Si può dire veramente che la sua teologia e la sua filosofia più che aristocratico amore della sapienza, sono espressione di un’umile e convinta sapienza dell’amore, da offrire con generosità agli altri, in ascolto e in dialogo con tutti. Nel presentare il pensiero del futuro Benedetto XVI sul tema “Dio: la ricerca e la fede”, cercherò allora di rispondere a quattro domande, che ci riguardano tutti, credenti e non credenti pensosi: che significa credere? Chi è il Dio in cui crede chi crede? Che rapporto c’è fra l’umano e il divino riconosciuto nella fede? Quale è il luogo vivo dell’incontro, ovvero: dove “abita” Dio? Il riferimento al dialogo di Ratzinger con Habermas servirà a mostrare il profondo carattere dialogico delle risposte date dal futuro Benedetto XVI, sempre attente alle ragioni dell’altro.


1. Che significa credere?

Nell'analisi di Ratzinger credere «significa dare il proprio assenso a quel “senso” che non siamo in grado di fabbricarci da noi, ma solo di ricevere come un dono, sicché ci basta accoglierlo ed abbandonarci ad esso» (Introduzione al cristianesimo. Lezioni sul Simbolo apostolico, Queriniana, Brescia 1969, 41). La fede è l’accettazione consapevole e libera del “senso donato” e nasce dall'incontro fra il movimento di autotrascendenza dell'uomo e l’offerta assolutamente gratuita e indeducibile della grazia di Dio. Quest’incontro è tutt’altro che scontato: esso va anzi vissuto in tutta la sua dimensione agonica, segnata dall'esperienza della reale alterità dell'Altro: «Il “Credo” cristiano riprende con le sue prime parole il “Credo” d'Israele, accollandosi però al contempo anche la lotta d'Israele, la sua esperienza della fede e la sua battaglia per Dio, che diventano così una dimensione interiore della fede cristiana, la quale non esisterebbe affatto senza tale lotta» (73).
A questa visione della fede Habermas si mostra quanto mai interessato: “La ragione che riflette sul suo fondamento più profondo – afferma nel dialogo citato - scopre la sua origine in un Altro; e la potenza fatale di questo deve essere riconosciuta dalla ragione, se essa non vuole perdersi nel vicolo cieco di un ibrido divenire preda di se stessa… Pur senza un’iniziale intenzione teologica, la ragione che scopre i suoi stessi limiti trapassa verso un Altro”. La prospettiva di un apprendimento complementare tra religione e ragione è dunque condivisa da entrambi. La visione che Ratzinger ha della razionalità, della sua forza e dei suoi progressi, è senza dubbio più problematica di quella espressa da Habermas. Da teologo egli non manca di rilevare come accanto alle patologie della religione – di cui possono essere esempio i movimenti religiosi che alimentano la violenza e il terrorismo – vi sono anche patologie della ragione, come quelle che hanno portato alla costruzione e all’uso di terribili armi di distruzione. Ma questo rilievo non esime la fede dal dovere di un dialogo purificatore con la ragione e Ratzinger non esita a dichiarare che esiste una «necessaria correlazione tra ragione e fede, ragione e religione, che sono chiamate alla reciproca purificazione e al mutuo risanamento, e che hanno bisogno l’una dell’altra e devono riconoscersi l’una con l’altra». La fede – lungi dall’essere sacrificio dell’intelligenza – ne è insomma straordinario stimolo e alimento. La ragione che voglia dare ragione di quanto esiste, esercitata fino in fondo, si apre allo stupore davanti al mistero, dove abita l’Altro, che chi crede riconosce come il Dio al tempo stesso sovrano e vicino…

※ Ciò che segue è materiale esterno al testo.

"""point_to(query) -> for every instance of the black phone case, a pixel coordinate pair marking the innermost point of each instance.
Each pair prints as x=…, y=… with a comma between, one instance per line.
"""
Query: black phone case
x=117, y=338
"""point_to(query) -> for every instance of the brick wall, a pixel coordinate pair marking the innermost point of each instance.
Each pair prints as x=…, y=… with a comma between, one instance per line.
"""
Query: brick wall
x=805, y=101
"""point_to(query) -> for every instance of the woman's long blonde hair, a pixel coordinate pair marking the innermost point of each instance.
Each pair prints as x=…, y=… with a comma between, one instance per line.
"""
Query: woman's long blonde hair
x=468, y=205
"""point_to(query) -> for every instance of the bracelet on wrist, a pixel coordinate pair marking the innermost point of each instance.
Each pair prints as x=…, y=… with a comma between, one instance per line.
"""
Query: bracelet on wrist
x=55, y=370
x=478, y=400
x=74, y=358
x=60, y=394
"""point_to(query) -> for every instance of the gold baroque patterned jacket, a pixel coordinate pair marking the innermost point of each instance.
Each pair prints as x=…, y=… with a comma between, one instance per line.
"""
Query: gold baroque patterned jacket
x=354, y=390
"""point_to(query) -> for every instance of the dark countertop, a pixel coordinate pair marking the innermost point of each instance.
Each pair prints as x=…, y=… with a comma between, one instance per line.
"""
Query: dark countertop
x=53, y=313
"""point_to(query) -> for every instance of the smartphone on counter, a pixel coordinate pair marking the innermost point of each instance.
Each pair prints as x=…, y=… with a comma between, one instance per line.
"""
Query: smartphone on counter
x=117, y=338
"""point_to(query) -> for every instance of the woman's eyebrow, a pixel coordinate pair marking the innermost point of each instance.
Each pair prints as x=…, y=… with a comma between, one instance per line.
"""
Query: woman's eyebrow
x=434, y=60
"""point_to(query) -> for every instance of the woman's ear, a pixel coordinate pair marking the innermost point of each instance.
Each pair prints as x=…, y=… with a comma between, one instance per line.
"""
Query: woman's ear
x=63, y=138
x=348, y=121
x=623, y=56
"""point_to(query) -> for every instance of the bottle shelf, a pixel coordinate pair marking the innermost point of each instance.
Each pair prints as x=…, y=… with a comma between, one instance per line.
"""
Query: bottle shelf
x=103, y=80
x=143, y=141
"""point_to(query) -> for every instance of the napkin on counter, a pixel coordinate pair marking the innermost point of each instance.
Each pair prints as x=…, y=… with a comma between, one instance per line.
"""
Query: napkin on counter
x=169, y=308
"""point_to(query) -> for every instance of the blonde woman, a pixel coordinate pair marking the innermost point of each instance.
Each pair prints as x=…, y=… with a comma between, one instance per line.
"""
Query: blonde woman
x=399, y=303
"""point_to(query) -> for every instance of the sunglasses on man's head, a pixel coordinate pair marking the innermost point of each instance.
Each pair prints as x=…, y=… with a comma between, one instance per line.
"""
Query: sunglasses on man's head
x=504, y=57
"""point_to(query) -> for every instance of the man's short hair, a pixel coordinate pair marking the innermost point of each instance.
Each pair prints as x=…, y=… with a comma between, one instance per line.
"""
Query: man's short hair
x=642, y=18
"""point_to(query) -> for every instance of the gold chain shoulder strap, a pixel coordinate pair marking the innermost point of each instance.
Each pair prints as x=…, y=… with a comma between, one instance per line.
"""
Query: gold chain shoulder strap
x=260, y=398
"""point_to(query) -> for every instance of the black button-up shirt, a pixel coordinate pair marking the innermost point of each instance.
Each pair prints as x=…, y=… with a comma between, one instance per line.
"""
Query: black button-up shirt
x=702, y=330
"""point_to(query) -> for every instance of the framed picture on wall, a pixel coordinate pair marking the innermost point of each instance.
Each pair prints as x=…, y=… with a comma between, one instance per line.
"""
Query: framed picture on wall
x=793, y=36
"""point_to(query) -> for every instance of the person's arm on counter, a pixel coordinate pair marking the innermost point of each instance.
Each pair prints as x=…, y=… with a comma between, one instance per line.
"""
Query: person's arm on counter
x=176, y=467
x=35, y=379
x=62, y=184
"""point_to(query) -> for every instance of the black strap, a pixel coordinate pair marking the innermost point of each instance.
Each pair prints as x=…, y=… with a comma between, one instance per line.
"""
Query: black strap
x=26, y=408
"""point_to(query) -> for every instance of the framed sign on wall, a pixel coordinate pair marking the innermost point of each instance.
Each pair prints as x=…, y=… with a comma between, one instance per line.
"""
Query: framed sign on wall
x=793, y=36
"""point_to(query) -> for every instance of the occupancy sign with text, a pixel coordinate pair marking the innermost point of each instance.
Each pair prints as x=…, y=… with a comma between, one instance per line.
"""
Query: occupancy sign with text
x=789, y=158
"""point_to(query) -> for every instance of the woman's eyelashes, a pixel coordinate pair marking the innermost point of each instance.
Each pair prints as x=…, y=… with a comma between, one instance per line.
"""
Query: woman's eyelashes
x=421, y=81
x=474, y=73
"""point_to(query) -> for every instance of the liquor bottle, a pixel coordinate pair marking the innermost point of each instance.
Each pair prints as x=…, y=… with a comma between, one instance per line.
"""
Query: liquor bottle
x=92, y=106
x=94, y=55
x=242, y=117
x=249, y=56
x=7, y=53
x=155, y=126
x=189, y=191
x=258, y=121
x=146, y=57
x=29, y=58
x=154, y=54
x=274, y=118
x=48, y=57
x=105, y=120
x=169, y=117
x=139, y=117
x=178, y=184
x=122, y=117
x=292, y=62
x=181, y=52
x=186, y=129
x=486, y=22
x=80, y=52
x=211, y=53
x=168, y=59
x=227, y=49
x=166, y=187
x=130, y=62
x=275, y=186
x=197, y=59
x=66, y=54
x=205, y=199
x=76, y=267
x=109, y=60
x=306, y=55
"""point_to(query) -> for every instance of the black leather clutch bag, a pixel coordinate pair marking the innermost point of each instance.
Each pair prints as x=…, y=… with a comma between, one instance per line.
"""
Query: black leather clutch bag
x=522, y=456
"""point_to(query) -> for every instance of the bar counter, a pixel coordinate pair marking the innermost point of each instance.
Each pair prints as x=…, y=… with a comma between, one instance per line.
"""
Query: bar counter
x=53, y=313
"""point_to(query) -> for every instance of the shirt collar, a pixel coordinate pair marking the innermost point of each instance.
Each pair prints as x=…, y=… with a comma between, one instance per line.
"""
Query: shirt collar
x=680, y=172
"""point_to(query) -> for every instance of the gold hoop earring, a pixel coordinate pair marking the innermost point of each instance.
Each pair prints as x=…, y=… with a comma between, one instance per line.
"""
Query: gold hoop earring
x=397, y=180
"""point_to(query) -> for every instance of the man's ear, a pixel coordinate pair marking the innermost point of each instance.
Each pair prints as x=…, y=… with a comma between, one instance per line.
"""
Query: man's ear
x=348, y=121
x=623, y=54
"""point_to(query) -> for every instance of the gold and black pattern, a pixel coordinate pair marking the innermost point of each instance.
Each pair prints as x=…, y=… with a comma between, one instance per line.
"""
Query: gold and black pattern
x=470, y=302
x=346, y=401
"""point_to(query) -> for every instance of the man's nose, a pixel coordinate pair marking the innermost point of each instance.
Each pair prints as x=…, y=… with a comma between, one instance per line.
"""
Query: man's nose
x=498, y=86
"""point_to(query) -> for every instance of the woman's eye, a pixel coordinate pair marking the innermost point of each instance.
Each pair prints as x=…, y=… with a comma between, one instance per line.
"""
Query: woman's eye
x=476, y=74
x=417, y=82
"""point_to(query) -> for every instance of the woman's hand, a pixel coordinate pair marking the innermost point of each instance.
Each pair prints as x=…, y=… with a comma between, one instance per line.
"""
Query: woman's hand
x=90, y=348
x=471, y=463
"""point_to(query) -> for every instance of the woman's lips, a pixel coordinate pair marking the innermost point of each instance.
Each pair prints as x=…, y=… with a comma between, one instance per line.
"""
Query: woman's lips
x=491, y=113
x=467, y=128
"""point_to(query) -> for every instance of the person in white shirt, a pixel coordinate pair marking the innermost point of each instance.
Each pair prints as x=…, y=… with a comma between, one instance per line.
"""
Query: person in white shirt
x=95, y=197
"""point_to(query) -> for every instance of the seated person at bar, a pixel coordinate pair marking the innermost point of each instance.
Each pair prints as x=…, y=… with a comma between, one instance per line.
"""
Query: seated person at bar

2. Chi è il Dio in cui crede chi crede?

L'unico Dio cui si affida chi crede è il mistero del mondo, il senso ultimo della vita e della storia, la ragione inconfutabile per diffidare della miopia di tutto ciò che è penultimo, il fondamento al tempo stesso della vigilanza critica nei confronti di tutto ciò che è meno di Lui e della speranza profetica nei riguardi del veniente e del nuovo collegati alla Sua promessa. «Chiamando Dio “Padre” e al contempo “Sovrano dell'universo”, il Credo ha abbinato un concetto familiare ed uno di portata cosmica, facendoli servire alla descrizione dell'unico Dio. In tal modo esso mette bene in risalto quali siano le note più salienti che nella fede cristiana caratterizzano il ritratto di Dio: la tensione fra potenza assoluta ed amore assoluto, fra incommensurabile distanza e strettissima vicinanza» (109). È proprio il paradosso della compresenza di queste due caratteristiche che aiuta a comprendere in che senso il Dio della fede sia il Dio vivente: non un morto oggetto, su cui esercitare il gioco dell’intelligenza, ma il Soggetto vivo e operante, cui corrispondere con la consapevolezza e la libertà dell’accettazione di un’alleanza d’amore. Non un Dio concorrente dell’uomo, ma il Dio umano, la cui gloria è l’uomo vivente!
Di questo Dio le tesi di Habermas pretendono di offrire una sorta di traduzione secolare, che – seppur contestabile nell’ottica della fede vissuta – mostra la singolare corrispondenza che c’è fra ricerca filosofica di Dio e fede cristiana in Lui: “La compenetrazione reciproca di cristianesimo e metafisica greca non ha prodotto solo la forma spirituale della dogmatica teologica e una, non sempre benefica, ellenizzazione del cristianesimo. Tale compenetrazione ha favorito anche, dall’altro lato, l’appropriazione di contenuti genuinamente cristiani, da parte della filosofia. Questo lavoro di appropriazione si è dispiegato in connessioni concettuali dalla forte carica normativa, connessioni come responsabilità, autonomia e giustificazione, come storia e ricordo, nuovo inizio, innovazione e ritorno, come emancipazione e compimento, come alienazione, interiorizzazione e incarnazione, individualità e comunità. Questo lavoro ha certo trasformato il senso religioso originario, ma non l’ha deflazionato e devitalizzato, rendendolo vuoto. Tradurre l’idea di un uomo creato ad immagine e somiglianza di Dio nell’idea di un’eguale dignità di tutti gli uomini, da rispettarsi incondizionatamente, costituisce un esempio di una tale traduzione salvante. Essa impiega e dischiude il contenuto dei concetti biblici al di là dei confini di una comunità religiosa, fino al pubblico generale di coloro che hanno altre fedi o che non credono”. Anche qui, la corrispondenza con le tesi di Ratzinger si unisce alla ulteriore problematicità che questi avanza: la semplice “traduzione” dei concetti teologici in categorie mondane non basta. Il rapporto fra il divino e l’umano è ben più complesso…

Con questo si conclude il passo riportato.